Hilda_Oates_en_Maria_Antonia

Llevaba unos años trabajando en el habanero Teatro Mella en 1987. El director Roberto Blanco se me acercó y me puso la mano en un hombro, con un gesto dramático.

«Amo de las letras« así me llamaba, cosa que me enorgullece aún— quiero que veas los ensayos de la reposición, antes de que rotules el cartel.

Roberto era de los pocos directores que respetaban mi trabajo. A otros le bastaba con un simple letrero.
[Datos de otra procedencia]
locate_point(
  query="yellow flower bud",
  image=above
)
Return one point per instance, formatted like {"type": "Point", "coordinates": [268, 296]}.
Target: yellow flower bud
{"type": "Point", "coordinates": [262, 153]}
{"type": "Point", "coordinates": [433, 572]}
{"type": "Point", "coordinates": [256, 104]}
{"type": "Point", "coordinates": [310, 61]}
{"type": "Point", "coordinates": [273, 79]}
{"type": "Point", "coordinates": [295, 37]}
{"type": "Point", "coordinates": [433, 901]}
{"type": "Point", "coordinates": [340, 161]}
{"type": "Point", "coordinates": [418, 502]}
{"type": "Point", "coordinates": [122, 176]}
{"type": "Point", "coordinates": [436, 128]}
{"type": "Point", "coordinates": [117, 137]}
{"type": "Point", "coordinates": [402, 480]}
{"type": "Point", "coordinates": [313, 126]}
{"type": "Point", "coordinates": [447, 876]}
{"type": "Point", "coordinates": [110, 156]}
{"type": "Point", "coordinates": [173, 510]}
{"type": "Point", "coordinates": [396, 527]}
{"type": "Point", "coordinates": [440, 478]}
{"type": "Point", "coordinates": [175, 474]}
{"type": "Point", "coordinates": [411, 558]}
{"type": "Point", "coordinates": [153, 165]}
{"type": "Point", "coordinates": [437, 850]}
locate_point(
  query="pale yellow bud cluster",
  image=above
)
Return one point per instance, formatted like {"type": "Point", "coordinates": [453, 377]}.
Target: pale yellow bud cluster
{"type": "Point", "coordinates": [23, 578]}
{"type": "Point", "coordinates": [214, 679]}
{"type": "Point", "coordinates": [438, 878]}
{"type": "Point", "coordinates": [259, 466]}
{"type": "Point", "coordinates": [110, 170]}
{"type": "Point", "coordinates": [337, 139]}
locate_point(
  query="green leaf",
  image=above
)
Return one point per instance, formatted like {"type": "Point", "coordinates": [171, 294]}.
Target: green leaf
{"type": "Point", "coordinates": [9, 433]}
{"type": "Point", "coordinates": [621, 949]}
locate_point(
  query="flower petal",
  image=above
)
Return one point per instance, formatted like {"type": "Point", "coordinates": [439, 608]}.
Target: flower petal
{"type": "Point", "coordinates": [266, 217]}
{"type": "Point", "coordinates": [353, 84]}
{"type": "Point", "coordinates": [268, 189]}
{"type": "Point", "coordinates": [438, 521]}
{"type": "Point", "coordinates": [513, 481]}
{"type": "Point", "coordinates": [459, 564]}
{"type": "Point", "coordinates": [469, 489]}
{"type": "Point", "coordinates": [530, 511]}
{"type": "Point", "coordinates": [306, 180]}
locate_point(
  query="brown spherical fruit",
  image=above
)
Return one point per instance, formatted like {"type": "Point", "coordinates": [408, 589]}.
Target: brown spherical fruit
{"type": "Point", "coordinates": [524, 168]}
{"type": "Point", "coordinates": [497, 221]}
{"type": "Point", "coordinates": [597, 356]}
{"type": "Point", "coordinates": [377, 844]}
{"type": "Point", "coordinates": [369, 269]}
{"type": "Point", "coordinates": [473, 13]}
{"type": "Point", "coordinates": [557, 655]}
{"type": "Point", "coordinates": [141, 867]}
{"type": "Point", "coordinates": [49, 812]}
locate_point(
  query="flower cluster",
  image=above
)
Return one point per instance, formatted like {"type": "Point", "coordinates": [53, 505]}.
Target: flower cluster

Ya había oído hablar sobre ”María Antonia” de Eugenio Hernández Espinosa, pero no estaba preparado para lo que vi. Dos décadas atrás, Roberto había hecho un montaje de la mejor tragedia del teatro cubano. Usó coros griegos cantando en yoruba, con tambores batá, máscaras y coturnos, muy a lo Grotowsky. Las problemáticas: racismo, sexismo, religiones afrocubanas, miseria y marginalidad, resultaban tan actuales como en su estreno. La protagonista quería librarse de todo lo que le había impuesto la sociedad, por negra, por mujer y por hija de Ochún, la deidad del amor en el panteón de los dioses yorubas. Una Carmen de Merimé, deseando que le clavaran el puñal en mi barrio del Cerro.

Al final del ensayo, todavía deslumbrado, me acerqué al director. Eugenio y el actor Nelson Dominguez estaban junto a él. El escritor me saludó con una sonrisa.

¿Tu harás el afiche? Ponle todos los hierros…

Maestro dije bajando la cabeza en señal de admiración y respeto, dirigiéndome primero a Roberto y luego a EugenioMaestro. Necesito unos días para poder digerir esto. Es mucho. He crecido entre Marías Antonias, Cumachelas y Julianes.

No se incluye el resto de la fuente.